Registan Square
Registan Square, Samarkand
The Sher-Dor Madrasah has tigers on its portal arch. This is unusual for an Islamic building: traditional Islamic iconography avoids human and animal representations, and the 1636 building’s architect included them anyway – tigers pursuing deer, with a sun-face rising behind each tiger. The name means “bearing lions” in Persian. The reason for this departure from convention is not fully documented, but the tigers are there, in full-colour tile work, looking out over the central square of Samarkand. Looking at Sher-Dor’s portal and then back at the Ulughbek Madrasah directly opposite (built in 1420, geometrically austere), you can see how precisely the later building was designed as a formal mirror of the earlier one, and how the tiger tiles function as the thing that announces this is not a copy.

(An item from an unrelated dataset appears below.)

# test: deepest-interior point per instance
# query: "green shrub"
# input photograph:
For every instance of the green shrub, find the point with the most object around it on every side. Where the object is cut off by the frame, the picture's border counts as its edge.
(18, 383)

The Registan is a three-sided square formed by a madrasah on each flank: Ulughbek Madrasah (1420), Sher-Dor Madrasah (1636), and Tilya-Kori Madrasah (1660). Together they form the most consistently photographed ensemble of Islamic architecture in Central Asia. They are also well-maintained and open to visitors. Entry costs around USD 4 for foreigners, covering all three buildings.
The Buildings
Ulughbek Madrasah was built by the astronomer-ruler Ulughbek as a theological college; its portal arch is 18 metres wide and covered in geometric tile mosaic. Ulughbek was murdered by his own son in 1449, three years after his great observatory (a few kilometres away) was completed. The observatory allowed him to measure the length of the sidereal year to within one minute of modern calculations – in 1420, using naked-eye instruments. The madrasah’s original carved wooden door is in the State Museum of History in Tashkent; what you see is a reproduction.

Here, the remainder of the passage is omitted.